10/15/24 0900: One step forward, two steps back.


The progression of things here in WNC. One step forward, two steps back.

When I woke up this morning I was slightly triggered by the site of my cell phone returning to a “searching for service” status. What’s this? I thought we were past this place of no comms? Then I found myself wondering, “Ah, I’ll bet Verizon removed the rapid response connectivity unit that they so kindly installed just down the road to support poor and non-existent cell phone coverage.”
According to what I’m hearing, this may in fact be true.

It’s been absolutely astounding to watch in realtime the speed of repairs being made and services being restored. Sections of roads that were washed away have been filled in and repaired and returned to “driveable” status, thousands and thousands of homes that were previously without power have been restored, running water access has been restored in many locations, “cut and shove” methods of clearing trees from roadways and other points of access have been implemented since day one. All of this has happened in just 19 days. And it’s happening all around us every day.

You can’t drive anywhere and not see the debris and remnants and reminders that Helene crashed into these mountains just 19 days ago. And I can attest to the fact that while restoration IS happening...there is still a state of un-stableness all around us. And it’s unsettling.

This is the thing. While major progress has been made here it is also worthy to note we are all being taught that an endless supply of patience and fortitude is mandatory at all times. As things are brought back into a state of “new normal”, it’s evident that this “new normal” requires extra travel time, extra planning to accomplish anything, a relentless amount of pivot and adaptability, and a whole LOT of loving-kindness directed towards one another.

As we seek to lean in to trusting some semblance of “normalcy” it’s triggering to see a fast-flowing creek, it’s triggering to look at your phone and see “searching for service”, it’s triggering when the power intermittently goes out, it’s triggering to see the constant stream of destruction videos on FB.

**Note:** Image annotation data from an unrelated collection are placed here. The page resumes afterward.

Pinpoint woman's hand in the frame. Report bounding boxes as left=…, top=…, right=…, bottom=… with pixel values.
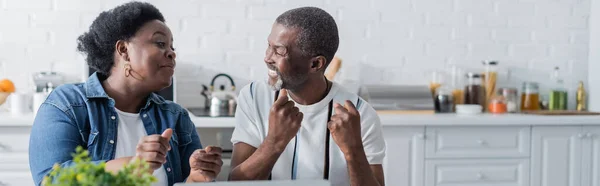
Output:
left=132, top=129, right=173, bottom=170
left=187, top=146, right=223, bottom=183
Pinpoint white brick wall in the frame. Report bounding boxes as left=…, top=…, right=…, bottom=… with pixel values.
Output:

I turn my cell phone off at various times throughout the day as a way to control the triggering inputs and as a way to create a “balm space” around me. Calming instrumental music is almost always playing in my background spaces. (Mostly Native American Flute music) Doing the daily required things of course is a necessity. But for me, writing has been a wonderful source of processing so much of this. A way to express from a heart-felt space what I’ve experienced and what I’ve observed other’s have experienced.

It’s one step forward, two steps back all around us. I’m learning more and more each day how to truly lean into this ever-evolving time/space we find ourselves in. But I’ve also grown irritable around what has become meaningless drivel. Things that used to seem so important...aren’t any longer. It’s as if what Helene has brought to our front doorsteps has called upon us to sort through what truly matters and what no longer matters at all. Almost like a mandatory culling has been enacted upon us. And there are many things I don’t want to have to sort through. I don’t want to have to choose to leave behind what I used to hold very dear. But yet...I don’t have the luxury of this choice any longer. Many of you know exactly what I’m talking about here.

This is the space from within we sit. Together. And yet I do know...that on the other side...there will be a renewal. A rebirth of something completely new.